Harlem Quartet’s performances with Cuban pianist/composer Aldo López-Gavilán offer a joyously energetic concert experience. The collaboration reunites López-Gavilán with his older brother, violinist Ilmar Gavilán, who left Cuba at age 14 and went on to co-found Harlem Quartet. López-Gavilán and the quartet showcase scintillating chemistry in a broad variety of repertoire. Programs include American jazz standards, bossa nova classics and, of course, several original compositions from López-Gavilán that take audiences on a journey through Cuba’s myriad musical traditions. The new documentary Los Hermanos / The Brothers tells the story of Aldo and Ilmar, tracking their shared childhood, their momentous first performances together and their parallel lives as musicians. A Patchwork Films production by Marcia Jarmel and Ken Schneider, it includes concert footage of the quintet, a genre-bending score composed by Aldo and guest appearances by such legendary musicians as Joshua Bell. Los Hermanos is screening at film festivals worldwide and will be nationally broadcast on PBS in the fall of 2021.



Ilmar Gavilán, violin

Melissa White, violin

Jaime Amador, viola

Felix Umansky, cello

Aldo López-Gavilán, piano

Program Notes


​​Epílogo was originally written for piano, clarinet and orchestra. The central theme, lyrical and highly modulatory, explores a dream and makes a triumphant musical gesture reminiscent of “Nueva Trova,” a style pioneered and made world-famous by troubadour singers Silvio Rodriguez and Pablo Milanés. The development section showcases Aldo's take on a characteristic canon, with kaleidoscopic rhythms staggered across both instruments.

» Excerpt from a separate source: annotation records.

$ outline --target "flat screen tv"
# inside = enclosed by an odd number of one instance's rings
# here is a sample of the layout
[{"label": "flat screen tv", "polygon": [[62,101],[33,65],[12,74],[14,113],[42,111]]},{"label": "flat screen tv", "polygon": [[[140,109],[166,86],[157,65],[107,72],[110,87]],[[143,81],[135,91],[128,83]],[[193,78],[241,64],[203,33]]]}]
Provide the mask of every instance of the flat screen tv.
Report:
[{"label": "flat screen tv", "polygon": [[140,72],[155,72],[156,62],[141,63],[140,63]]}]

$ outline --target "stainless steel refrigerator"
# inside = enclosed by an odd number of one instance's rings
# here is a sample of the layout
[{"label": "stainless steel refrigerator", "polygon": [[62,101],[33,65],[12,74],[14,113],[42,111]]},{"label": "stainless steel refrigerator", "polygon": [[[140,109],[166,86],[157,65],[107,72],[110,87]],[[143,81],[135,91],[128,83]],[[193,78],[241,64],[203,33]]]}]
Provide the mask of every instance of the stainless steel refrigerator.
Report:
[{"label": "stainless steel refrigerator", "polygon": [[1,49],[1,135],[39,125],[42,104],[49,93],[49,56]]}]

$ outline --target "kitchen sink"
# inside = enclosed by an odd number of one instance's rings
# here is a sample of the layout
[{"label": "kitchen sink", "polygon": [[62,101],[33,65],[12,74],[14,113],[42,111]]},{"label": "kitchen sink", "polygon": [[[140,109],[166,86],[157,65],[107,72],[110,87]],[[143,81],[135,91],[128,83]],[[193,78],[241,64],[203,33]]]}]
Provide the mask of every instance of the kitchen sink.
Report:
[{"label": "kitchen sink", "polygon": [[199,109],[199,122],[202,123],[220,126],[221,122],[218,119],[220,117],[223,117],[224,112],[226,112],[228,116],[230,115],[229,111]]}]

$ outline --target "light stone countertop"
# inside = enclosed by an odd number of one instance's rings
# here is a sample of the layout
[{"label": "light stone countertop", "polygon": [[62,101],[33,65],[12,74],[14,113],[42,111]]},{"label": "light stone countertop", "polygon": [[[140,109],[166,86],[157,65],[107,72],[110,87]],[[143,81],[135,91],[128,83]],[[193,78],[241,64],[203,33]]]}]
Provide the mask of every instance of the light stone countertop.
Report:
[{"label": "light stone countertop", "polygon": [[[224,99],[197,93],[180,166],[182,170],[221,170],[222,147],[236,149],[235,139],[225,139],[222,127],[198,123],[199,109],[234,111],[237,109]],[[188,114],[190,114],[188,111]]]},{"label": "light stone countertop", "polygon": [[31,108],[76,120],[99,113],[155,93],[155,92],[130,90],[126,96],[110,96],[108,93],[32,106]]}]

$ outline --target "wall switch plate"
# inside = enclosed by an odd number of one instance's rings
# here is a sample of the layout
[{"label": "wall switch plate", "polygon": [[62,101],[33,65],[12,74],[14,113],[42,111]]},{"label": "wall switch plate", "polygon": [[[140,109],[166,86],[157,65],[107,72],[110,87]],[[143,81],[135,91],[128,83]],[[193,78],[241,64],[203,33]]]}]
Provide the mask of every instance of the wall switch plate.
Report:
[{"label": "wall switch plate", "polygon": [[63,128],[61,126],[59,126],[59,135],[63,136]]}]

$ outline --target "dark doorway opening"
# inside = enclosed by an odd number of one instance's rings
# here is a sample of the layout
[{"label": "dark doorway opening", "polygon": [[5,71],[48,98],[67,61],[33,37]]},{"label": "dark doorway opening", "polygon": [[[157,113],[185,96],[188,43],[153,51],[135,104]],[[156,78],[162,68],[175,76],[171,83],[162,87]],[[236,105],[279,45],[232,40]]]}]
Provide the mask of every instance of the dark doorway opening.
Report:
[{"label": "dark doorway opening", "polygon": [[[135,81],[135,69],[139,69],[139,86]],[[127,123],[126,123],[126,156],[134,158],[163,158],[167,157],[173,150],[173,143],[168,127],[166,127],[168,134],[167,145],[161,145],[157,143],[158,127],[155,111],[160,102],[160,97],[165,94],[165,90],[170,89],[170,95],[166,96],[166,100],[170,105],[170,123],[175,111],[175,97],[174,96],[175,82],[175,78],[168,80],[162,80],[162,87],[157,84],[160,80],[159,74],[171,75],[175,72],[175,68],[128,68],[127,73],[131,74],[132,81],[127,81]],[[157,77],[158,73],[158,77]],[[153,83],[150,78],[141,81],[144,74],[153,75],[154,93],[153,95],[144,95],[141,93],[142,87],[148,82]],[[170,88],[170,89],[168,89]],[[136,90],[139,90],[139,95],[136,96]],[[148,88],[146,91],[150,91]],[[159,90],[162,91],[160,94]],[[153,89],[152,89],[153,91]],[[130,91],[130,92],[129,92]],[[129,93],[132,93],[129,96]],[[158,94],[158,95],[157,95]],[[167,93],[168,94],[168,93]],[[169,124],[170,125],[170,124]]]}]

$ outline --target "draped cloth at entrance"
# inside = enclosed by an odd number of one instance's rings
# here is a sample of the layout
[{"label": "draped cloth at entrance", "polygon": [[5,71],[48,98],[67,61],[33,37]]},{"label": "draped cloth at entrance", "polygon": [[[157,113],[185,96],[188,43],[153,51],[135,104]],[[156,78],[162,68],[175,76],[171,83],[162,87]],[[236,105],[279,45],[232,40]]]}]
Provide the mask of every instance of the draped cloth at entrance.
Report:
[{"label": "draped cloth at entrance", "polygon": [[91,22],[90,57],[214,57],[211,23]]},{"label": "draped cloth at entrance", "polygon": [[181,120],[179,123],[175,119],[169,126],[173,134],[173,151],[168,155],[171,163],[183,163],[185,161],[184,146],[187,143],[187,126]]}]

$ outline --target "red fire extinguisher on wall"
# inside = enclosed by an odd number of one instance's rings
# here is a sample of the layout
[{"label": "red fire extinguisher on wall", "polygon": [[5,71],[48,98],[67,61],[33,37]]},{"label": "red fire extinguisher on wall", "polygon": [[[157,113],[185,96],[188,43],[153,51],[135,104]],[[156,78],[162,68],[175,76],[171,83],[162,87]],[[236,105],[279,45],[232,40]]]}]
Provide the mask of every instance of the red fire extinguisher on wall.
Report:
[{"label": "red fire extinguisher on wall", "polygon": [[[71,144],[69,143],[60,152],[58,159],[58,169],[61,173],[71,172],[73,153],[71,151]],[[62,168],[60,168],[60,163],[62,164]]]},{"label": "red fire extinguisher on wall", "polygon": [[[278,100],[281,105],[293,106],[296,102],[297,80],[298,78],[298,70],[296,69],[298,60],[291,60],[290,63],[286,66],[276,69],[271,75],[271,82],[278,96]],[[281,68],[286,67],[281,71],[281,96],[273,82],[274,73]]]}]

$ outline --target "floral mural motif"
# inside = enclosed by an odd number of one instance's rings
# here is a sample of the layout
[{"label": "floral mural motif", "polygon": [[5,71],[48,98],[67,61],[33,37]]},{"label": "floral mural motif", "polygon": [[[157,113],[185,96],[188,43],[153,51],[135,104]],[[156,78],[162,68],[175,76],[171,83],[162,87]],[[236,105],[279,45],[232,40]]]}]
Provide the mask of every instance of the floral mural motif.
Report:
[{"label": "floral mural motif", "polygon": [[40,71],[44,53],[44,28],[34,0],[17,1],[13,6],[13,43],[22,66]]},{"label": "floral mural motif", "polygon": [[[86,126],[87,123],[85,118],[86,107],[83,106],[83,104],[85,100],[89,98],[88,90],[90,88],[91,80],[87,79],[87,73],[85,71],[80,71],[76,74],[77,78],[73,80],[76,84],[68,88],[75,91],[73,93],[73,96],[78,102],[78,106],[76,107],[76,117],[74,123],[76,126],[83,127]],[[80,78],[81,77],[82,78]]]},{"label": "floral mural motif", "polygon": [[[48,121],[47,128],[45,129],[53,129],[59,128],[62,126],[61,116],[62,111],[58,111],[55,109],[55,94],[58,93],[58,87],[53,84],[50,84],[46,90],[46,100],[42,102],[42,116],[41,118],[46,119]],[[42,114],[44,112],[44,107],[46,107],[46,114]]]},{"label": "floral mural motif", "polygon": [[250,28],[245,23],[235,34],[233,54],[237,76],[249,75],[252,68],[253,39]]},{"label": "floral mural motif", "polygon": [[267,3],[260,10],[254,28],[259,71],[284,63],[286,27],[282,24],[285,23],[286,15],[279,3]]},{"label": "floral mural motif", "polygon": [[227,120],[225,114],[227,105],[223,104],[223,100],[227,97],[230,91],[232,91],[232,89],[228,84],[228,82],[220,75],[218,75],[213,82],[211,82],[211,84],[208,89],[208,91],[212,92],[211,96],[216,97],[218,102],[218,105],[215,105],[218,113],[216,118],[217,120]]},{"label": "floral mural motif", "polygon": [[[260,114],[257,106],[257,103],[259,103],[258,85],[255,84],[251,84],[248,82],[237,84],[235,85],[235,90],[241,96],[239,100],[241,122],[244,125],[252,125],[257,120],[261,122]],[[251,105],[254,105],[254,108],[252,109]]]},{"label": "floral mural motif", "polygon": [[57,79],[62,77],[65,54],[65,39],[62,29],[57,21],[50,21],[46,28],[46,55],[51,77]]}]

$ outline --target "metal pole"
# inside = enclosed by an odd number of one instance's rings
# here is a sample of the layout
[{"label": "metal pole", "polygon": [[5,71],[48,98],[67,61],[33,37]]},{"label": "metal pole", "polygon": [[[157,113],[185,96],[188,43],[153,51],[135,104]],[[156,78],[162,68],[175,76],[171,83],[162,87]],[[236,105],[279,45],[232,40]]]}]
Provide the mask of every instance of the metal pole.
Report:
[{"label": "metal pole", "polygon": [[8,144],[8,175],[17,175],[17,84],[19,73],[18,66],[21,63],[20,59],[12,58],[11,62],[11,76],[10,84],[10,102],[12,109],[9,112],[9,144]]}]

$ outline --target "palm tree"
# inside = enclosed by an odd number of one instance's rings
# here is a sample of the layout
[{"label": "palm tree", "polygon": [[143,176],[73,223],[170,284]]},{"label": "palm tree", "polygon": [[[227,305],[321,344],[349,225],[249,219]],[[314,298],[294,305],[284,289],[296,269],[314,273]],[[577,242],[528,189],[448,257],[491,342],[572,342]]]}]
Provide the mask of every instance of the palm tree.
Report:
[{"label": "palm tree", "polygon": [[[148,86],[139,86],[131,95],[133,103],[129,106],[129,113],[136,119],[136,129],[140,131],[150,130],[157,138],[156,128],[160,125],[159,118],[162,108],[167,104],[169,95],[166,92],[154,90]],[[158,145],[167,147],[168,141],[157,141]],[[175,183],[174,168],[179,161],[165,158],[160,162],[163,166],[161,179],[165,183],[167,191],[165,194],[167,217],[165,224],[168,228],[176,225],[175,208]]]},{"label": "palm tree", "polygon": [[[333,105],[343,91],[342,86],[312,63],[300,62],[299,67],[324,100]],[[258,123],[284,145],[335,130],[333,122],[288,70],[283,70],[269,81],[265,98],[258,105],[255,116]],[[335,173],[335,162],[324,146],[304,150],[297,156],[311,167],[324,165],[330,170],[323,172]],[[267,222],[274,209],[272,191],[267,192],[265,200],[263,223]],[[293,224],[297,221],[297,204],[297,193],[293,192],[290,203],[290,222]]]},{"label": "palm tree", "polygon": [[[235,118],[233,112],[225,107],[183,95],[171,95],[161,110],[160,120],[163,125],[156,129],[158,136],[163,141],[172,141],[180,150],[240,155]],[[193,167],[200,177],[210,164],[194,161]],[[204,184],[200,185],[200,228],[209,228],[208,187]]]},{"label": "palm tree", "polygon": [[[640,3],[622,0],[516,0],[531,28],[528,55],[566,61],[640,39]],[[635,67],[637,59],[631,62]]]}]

Talking to the Universe, also the title of one of Aldo's earlier albums, originated as a solo piano work. It then evolved into a piece for piano and jazz band, then to one for piano, jazz band and orchestra. It aims to convey the emotions of a person sending a “message in a bottle” out to the universe, and the ensuing vibrancy and wholeness that comes with feeling at one with the cosmos. The quintet version captures these intimate and yearning qualities, employing complex and exhilarating counterpoint that gradually increases in energy as the piece progresses

Eclipse, originally for violin and piano, is a very personal piece written for Aldo’s brother Ilmar. It addresses vulnerability and the emotional toll taken by the two brothers’ involuntary separation due to outside political circumstances as Ilmar went to the United States while Aldo remained in Cuba.

Pan con Timba, whose title means “bread with unknown something,” is consistently joyful and contagiously optimistic. It reflects the classic mood of post-revolutionary Cuba: the younger generation, faced with scarcity and economic hardship, refused to indulge in self-pity and instead embraced humor as a psychological lifting device. This form of humor has become an essential part of the current Cuban identity. Pan con Timba features such rhythmic characteristics as the quintessentially Cuban form of ostinato known as “tumbao,” and also intertwines elements of various dance styles popular in contemporary Cuba.